Clocking in at nearly three hours, Boyhood – it was filmed over the same span of time covered in the movie, so viewers watch all the players transform, mature and age in their own skins within that chronological frame – doesn’t necessarily put much stock in physical security, like housing. For this mom and her two offspring, the new hubby and stepdad is a control-freak and abusive booze hound. Like the children’s biological father, the professor doesn’t last long in the marriage. It’s clear, suggests Linklater, that life is an experience that works best if you wing it.

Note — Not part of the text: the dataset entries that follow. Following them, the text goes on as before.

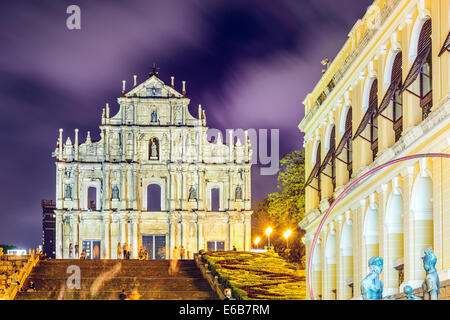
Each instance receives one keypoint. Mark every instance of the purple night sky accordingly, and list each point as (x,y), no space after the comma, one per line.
(249,63)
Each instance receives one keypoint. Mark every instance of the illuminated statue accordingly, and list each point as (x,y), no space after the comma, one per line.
(115,192)
(371,285)
(68,194)
(409,296)
(238,194)
(430,286)
(192,193)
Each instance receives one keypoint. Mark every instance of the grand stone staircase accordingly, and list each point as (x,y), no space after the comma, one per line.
(105,279)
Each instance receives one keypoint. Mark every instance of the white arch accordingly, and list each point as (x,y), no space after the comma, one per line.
(370,233)
(388,67)
(209,187)
(394,214)
(422,198)
(415,34)
(85,197)
(343,118)
(330,249)
(316,264)
(366,93)
(328,137)
(346,240)
(314,153)
(161,182)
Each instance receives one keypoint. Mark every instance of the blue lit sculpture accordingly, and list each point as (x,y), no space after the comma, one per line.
(430,286)
(371,285)
(409,296)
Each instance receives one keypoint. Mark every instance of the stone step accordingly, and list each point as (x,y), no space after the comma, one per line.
(151,278)
(59,274)
(165,284)
(114,295)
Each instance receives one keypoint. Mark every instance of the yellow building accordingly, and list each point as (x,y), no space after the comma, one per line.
(385,96)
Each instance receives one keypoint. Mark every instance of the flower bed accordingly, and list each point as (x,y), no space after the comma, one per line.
(256,275)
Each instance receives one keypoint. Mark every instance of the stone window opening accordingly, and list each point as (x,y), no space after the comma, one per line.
(418,82)
(215,199)
(153,197)
(153,149)
(346,143)
(370,118)
(315,173)
(92,199)
(328,167)
(394,96)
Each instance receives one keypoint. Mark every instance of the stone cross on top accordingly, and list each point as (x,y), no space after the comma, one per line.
(155,69)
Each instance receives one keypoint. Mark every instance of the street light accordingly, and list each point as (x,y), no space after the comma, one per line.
(286,235)
(257,240)
(268,232)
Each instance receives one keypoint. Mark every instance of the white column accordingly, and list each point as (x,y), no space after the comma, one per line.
(123,224)
(135,237)
(74,235)
(106,254)
(58,236)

In addition to the youngsters’ physical and emotional growth, what’s also addressed is their changing domiciles, as well as interactions with parents, school pals and romantic interests, as seen through popular culture. For Mason, whom we follow until his entry into college, it’s also about tracking his fascination with and increasing commitment to photography. He regards this activity as a process to help define himself, evoking what his father has suggested to him: “Separate yourself from the pack,” which is a clarion Saturnine exhortation to define oneself and become master of one’s fate.

IFC Films

IFC Films

Mason’s family’s bare-boned economic circumstances are also Saturnine and, although the family is close, emotional expression is hardly excessive. However, despite the absence of the most fertile soil here, roots take hold and life blooms.

What’s striking, as the movie reaches its end point – a reflective maturity, of sorts – is Olivia’s desire to pare down. Jupiterian accretion and expansiveness, so valued and embraced in youth, as children enlarge their vision of what’s possible in this lifetime, now sidles up to Saturn to create boundaries and eliminate inessentials.  It suddenly hits us: we’ve now also had the privilege, through Olivia, to observe an embrace of attrition and a welcome good riddance to whatever distracts us from the last part of our journeys.

Boyhood, a study of how one young person finds his true Solar identity, is a sobering look at Jupiterian growth and Saturnine contraction – a phenomenon of life as natural as breathing.